May 27
Pride and Slapdowns
At 6pm wednesday afternoon, as we were sailing out of the Berkeley Marina, there was substantial reason to be proud of ourselves.
We had replaced all of our standing rigging–the very important wires that hold up the mast–by ourselves. We had replaced the bearings in our supposedly unmaintainable furler (“Profurl bearings are sealed and can’t be replaced,” said the rigger at Svendsen’s) by ourselves. We had sanded and painted the bottom by ourselves. We had replaced the through-hulls and added backing plates ourselves. We had repaired our delaminated rudder by injecting epoxy, ourselves. We had glassed over damaged areas of the keel, ourselves.
None of us had ever done any of these things before, never even seen them done. Without tooting our own horn too much, some of these jobs are a hell of an achievement for inexperienced guys like us. Things like getting the rigging to fit perfectly the first time, and creating beautiful through-hull seacock installations, and replacing sealed bearings are almost always jobs left to the professionals. We did it though, and we are FAR from professionals.
But above all else we felt proud because at 6:30pm on Wednesday evening we were heeled over and hauling ass on a close-reach, pointed directly at the Golden Gate Bridge, just before sunset, in 20 glorious knots of wind with waves splashing over the bow and down the deck. We felt proud because we had done all of our yard work all ourselves, in just two weeks and were already in the water, headed for our slip ready for us in Emeryville.

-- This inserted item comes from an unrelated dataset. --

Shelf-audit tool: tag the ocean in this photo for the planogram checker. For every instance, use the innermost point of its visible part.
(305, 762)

Now for the slapdown part. Right when you’re feeling on top of the world, like you pulled off some sort of sailing coup d’etat and maybe this whole thing isn’t all that hard after all . . . that very moment is the perfect time for a dose of humility.

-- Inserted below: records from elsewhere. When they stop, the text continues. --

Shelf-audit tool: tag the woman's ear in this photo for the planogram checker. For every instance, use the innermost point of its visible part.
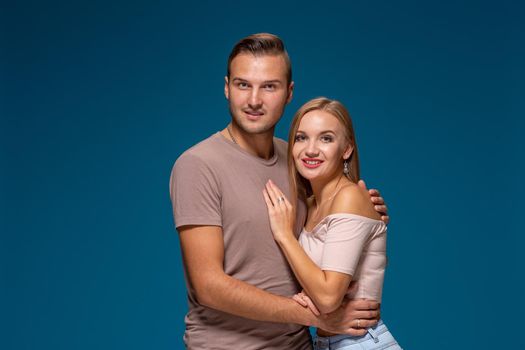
(348, 152)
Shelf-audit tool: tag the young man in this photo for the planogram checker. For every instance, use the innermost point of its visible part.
(239, 284)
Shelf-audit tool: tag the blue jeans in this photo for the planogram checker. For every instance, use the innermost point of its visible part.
(377, 338)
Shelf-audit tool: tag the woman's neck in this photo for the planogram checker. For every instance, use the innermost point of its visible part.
(324, 191)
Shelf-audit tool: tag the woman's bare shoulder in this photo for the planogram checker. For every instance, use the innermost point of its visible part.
(353, 199)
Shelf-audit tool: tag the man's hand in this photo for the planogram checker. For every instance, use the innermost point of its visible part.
(353, 317)
(379, 202)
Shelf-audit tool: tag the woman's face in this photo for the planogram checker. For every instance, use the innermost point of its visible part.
(320, 146)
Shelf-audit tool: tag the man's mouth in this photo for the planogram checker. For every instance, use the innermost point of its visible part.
(253, 115)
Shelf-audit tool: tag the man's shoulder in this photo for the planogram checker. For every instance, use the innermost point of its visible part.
(281, 145)
(204, 149)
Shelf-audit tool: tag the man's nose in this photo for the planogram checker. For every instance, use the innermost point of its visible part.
(255, 98)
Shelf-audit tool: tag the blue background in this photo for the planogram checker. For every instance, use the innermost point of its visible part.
(98, 99)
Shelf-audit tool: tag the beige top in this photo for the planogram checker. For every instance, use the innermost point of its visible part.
(217, 183)
(351, 244)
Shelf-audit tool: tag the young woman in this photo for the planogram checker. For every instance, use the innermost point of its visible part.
(343, 239)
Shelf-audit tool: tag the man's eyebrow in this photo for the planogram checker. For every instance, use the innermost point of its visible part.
(273, 81)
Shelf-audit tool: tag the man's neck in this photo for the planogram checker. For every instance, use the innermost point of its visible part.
(260, 145)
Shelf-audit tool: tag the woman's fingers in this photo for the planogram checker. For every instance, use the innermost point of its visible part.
(267, 199)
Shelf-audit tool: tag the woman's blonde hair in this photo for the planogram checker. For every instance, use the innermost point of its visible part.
(300, 186)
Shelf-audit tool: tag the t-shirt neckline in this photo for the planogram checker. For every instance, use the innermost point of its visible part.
(237, 148)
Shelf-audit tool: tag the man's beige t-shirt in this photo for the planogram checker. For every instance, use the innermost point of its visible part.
(216, 183)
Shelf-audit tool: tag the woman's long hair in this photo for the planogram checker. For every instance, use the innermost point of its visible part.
(300, 186)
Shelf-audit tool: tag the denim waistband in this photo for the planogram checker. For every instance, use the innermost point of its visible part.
(372, 333)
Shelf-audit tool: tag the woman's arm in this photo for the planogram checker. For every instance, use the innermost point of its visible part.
(326, 288)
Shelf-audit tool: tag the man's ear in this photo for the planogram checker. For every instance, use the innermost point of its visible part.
(226, 88)
(290, 92)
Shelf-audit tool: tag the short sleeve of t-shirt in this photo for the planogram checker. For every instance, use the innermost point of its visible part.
(345, 238)
(194, 193)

I did not succeed in parking the boat in our slip. As we pulled into the Emeryville Marina a low was moving in, and it was gusting to maybe 15 knots in the marina, which are somewhat challenging docking conditions especially since our slip was downwind but honestly not particularly abnormal. However, I am completely inexperienced motoring our boat around. With her long keel and skeg rudder, she turns like an elephant and backs even worse. As we approached our slip my anxiety skyrocketed–rightfully so, because I was realizing far too late that I had almost no chance of getting us into the slip without damaging a boat. Our boat weighs 22,500 lbs–you can’t hold that off with brute strength–and the wind, not me, was in control.

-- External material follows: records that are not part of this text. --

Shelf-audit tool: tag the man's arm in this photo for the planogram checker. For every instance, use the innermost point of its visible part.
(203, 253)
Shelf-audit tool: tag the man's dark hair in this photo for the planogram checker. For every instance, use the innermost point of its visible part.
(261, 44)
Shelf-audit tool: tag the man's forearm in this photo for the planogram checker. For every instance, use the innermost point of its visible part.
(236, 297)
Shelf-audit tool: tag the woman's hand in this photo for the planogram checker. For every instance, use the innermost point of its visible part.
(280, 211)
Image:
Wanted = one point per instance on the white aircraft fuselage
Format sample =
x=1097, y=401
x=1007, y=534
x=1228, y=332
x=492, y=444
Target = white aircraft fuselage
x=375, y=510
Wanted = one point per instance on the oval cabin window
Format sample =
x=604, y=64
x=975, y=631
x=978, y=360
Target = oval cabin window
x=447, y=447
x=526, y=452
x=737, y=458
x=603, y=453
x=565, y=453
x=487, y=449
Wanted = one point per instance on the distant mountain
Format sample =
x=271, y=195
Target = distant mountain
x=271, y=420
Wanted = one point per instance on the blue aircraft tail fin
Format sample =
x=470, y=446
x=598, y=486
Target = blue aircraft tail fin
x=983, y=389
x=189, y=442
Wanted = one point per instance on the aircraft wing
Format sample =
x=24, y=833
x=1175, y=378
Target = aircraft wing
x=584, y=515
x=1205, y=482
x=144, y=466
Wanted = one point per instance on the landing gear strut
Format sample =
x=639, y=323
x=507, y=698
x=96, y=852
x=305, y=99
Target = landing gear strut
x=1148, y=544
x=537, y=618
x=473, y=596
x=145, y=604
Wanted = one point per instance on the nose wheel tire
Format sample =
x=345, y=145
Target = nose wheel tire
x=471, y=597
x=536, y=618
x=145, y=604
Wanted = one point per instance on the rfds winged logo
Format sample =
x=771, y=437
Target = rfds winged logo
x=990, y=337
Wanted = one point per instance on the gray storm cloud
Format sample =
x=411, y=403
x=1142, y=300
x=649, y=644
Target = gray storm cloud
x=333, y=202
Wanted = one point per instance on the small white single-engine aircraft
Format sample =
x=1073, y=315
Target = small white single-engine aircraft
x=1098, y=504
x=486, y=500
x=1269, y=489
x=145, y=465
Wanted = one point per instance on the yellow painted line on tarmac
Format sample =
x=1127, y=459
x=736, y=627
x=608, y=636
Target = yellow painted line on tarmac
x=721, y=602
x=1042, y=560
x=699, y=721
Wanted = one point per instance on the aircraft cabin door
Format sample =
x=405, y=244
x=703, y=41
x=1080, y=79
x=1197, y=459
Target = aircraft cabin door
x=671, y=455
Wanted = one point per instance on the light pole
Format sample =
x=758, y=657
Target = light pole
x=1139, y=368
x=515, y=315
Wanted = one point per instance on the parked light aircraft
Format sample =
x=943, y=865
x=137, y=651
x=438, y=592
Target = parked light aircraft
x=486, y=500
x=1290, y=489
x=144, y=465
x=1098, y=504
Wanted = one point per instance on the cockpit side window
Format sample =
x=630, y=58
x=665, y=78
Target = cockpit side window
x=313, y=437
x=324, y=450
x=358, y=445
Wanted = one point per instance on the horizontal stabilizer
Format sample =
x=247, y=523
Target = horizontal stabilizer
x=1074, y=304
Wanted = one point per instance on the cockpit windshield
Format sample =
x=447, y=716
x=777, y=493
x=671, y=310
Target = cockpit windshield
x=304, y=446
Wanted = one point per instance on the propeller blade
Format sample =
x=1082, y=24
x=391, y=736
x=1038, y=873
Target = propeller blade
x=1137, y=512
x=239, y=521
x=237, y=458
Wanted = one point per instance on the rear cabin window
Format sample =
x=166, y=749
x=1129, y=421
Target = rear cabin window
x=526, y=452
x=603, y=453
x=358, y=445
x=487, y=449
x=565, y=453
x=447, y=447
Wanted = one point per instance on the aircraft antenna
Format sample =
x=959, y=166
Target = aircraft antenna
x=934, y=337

I barely got the nose in the slip before the wind rotated the rest of the boat right past the slip. To avoid hitting the neighbors boat I threw it in reverse, sending us backward across the narrow fairway and leaving Jonny and Karen on the dock. I proceeded to carve a full circle as I was blown down the fairway, able only to motor forward and backward enough not to hit other boats. Syzygy came to rest, mercifully lightly, on the stretch of dock at the end of the fairway. I didn’t hit any boats, but I also didn’t get in our slip and we were in a tough spot blown up against the dock. Compassionate bystanders came to our aid (I give thanks) and helped with docklines while we formulated a plan. We ended up powering off the dock (a delicate task, with no room to maneuver) and parked in a massive, uninhabited, upwind slip that even I couldn’t mess up. We would move in the morning when the wind had abated.
After the pride I have rightfully taken in our successes, it was important to receive this slapdown–this reminder of how much we still have to learn, and how this isn’t a game in which our failures have no consequences. Skippers all over the marina park their boats without mishap every day–it is no particularly impressive skill. Yet it is a skill that I lack and that I must acquire.
The next morning the wind had not abated at all, but we needed to move out of the slip that wasn’t ours. I cannot tell you the anxiety this caused me. Jonny and I spent over an hour motoring in the empty space of the marina, practicing parking around a downwind buoy, pretending it was our slip. It was horrifying how infrequently I was able to accomplish the job, even around the buoy, and when we finally turned towards our slip to do it for real, I felt more fear of the consequences of my imminent failure than I have in years. I had very little reason to expect that I would accomplish the task any more successfully this time than I had the night before. In truth, I had more understanding of how likely it was that I would fail, given the failure rate while practicing with the buoy. It was as if I was readying myself to go out on the stage for some recital, knowing full well that I couldn’t perform the piece.
Well this time I got us into the slip without damaging anything. I felt immediate and overwhelming relief–of the sort that makes you want to hug everyone in sight and makes you feel like you could exhale for a whole minute from all the pent-up air you were holding. Not pride though–I’m not proud of it because I have no right to be proud of a success that resulted from luck more than skill–and even if any of it had been skill, it is a basic skill that a dozen other skippers a day perform all over the marina.